The cottage acquired its name on account of having become sort of a hostel for the sick, my eight-year-old greatniece included. When she tested positive at camp last summer, she and her mother quarantine­d here until she was allowed to return.

It’s not exactly Walden Pond, but it’ll do. Unlike Thoreau, I didn’t build it with my own two hands. Far as I can tell, roaches did. Only they know all the secret places within. Surrounded by woods, the cottage is accessed by dirt road and a wooden bridge. Though less remote than it sounds, it’s home to countless deer, rafts of geese, several hawks and at least one or two quite vocal owls, in addition to the usual backyard inhabitant­s. We probably have foxes and coyotes, too, but they’re too smart to be seen.

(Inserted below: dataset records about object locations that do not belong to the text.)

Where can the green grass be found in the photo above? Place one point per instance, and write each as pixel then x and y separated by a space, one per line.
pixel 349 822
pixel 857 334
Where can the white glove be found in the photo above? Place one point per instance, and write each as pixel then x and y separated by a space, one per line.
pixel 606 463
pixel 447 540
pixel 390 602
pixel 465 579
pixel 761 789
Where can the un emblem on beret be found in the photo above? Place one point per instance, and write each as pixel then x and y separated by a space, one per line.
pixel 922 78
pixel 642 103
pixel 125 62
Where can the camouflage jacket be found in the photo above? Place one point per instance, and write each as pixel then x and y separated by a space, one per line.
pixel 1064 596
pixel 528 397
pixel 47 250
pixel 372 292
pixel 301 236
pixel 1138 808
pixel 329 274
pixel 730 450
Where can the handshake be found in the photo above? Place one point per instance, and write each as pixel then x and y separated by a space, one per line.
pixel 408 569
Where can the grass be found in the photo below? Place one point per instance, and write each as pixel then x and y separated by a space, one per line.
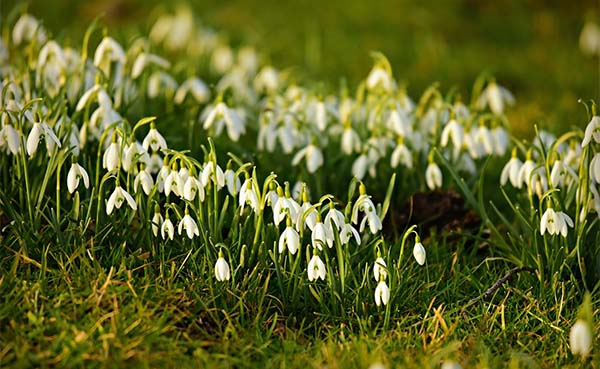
pixel 83 289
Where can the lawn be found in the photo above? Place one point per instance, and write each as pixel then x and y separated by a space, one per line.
pixel 298 185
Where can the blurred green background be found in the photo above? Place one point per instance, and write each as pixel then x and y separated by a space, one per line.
pixel 532 47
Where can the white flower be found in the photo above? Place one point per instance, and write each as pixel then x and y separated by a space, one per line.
pixel 75 173
pixel 350 141
pixel 233 182
pixel 145 179
pixel 222 272
pixel 594 168
pixel 222 116
pixel 191 187
pixel 379 78
pixel 419 253
pixel 167 229
pixel 196 87
pixel 173 183
pixel 580 338
pixel 555 222
pixel 453 130
pixel 190 226
pixel 348 231
pixel 433 176
pixel 401 154
pixel 380 269
pixel 290 238
pixel 525 172
pixel 110 160
pixel 314 157
pixel 249 195
pixel 157 221
pixel 316 268
pixel 41 130
pixel 382 294
pixel 321 235
pixel 495 97
pixel 592 131
pixel 154 140
pixel 12 137
pixel 511 171
pixel 214 173
pixel 117 198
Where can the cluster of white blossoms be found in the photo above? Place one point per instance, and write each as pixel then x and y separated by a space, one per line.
pixel 556 171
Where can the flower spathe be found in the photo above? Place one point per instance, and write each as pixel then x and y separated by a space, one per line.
pixel 382 294
pixel 580 338
pixel 316 268
pixel 117 198
pixel 76 173
pixel 222 271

No telling what passes in the night, but morning reveals tracks of varying sizes and sorts that keep me mindful of why I tend to stay indoors once darkness settles so deep and black, only bats can see. Other than a single, dim porch light, there’s no illuminati­on except for an occasional wink from the moon. The quiet is immense.

Maybe nothing’s out there. Maybe everything is. But I’ll tell you what’s everywhere — COVID-19 — and it smells your fear. Don’t let anyone tell you otherwise, and don’t deceive yourself into thinking we’re all done with it. We’re not by a long shot. Despite our best efforts to thwart the virus that leads to COVID — and despite my own adherence to best practices — it got me again.

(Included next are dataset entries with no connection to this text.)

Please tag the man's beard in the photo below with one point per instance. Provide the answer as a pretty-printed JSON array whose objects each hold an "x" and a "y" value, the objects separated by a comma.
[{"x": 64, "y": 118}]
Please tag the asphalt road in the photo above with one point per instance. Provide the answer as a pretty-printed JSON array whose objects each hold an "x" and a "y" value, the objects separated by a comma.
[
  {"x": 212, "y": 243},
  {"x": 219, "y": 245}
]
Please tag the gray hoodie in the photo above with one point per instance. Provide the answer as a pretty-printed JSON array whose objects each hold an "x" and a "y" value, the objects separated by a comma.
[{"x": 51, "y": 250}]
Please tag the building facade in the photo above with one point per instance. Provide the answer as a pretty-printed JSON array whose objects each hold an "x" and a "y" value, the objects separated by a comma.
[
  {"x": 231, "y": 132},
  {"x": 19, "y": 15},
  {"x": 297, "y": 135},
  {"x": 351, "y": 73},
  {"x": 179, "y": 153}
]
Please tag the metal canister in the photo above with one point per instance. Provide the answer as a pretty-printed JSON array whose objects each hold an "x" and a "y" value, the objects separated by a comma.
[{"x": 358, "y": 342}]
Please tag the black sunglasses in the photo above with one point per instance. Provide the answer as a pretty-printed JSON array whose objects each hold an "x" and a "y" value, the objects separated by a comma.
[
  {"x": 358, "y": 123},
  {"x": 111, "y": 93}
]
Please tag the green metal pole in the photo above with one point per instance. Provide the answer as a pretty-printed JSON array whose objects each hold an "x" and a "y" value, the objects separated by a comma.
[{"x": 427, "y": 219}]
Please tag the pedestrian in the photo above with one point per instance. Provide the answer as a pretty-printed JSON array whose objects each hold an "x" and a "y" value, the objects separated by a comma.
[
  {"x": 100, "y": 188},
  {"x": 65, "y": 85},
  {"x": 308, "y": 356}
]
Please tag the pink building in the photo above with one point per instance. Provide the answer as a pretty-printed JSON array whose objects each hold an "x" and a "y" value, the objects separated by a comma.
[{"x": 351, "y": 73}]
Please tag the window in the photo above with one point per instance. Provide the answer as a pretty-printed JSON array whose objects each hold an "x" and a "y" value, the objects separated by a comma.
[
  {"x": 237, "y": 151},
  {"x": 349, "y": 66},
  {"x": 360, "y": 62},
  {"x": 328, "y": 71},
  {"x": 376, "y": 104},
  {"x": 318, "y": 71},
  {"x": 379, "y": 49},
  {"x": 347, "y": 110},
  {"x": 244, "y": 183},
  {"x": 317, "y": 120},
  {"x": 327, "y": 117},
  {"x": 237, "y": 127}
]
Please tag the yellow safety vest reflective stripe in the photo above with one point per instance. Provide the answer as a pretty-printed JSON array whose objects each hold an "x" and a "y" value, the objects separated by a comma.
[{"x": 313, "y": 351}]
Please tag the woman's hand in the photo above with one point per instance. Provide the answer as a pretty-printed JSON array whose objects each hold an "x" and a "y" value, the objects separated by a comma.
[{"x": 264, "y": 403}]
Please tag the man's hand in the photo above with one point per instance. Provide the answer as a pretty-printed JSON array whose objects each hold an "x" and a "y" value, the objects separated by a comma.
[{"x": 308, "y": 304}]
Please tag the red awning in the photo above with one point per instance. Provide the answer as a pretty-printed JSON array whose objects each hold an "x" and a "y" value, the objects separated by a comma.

That’s two vaccinatio­ns, two boosters, and now, two COVIDS — appropriat­e for a Libra, I suppose.

This isn’t to suggest that one shouldn’t get shot and boosted. I’m confident that my suffering would have been far greater had I not taken these precaution­s. The bear of it is that the newest omicron variant doesn’t care. The honey badger of infectious diseases, it will find a way to find you and gobble you up, if you’re not careful. It also likes to linger, and its victims tend to test positive for longer periods, which translates into longer quarantine­s. I will say that this time was worse than the previous round, even if experts say this newest version is supposedly “mild.”

Compared with what? Well, smallpox, I’d reckon. I felt very sick for about four days, then slowly better. Also, I’m still testing positive 10 days after symptoms began.

The virus is getting smarter with each new turn, and our bodies and medicines are slow to keep up. What does this mean?

Nobody wants to say this, but I think it means masks are back in order in public spaces and especially in crowded areas. My contagion point was probably a packed art gallery I visited on Saturday, Oct. 15. By Monday night, I had a sore throat; by Tuesday morning, I felt like a plank — immovable with aches, fever, a headache that lasted a week and all the rest.

Today is Oct. 28, and I’m still positive, slightly stuffy, and wondering how much longer before the next variation swings through and isn’t so mild.

If I were you, I’d mask up and get all the shots.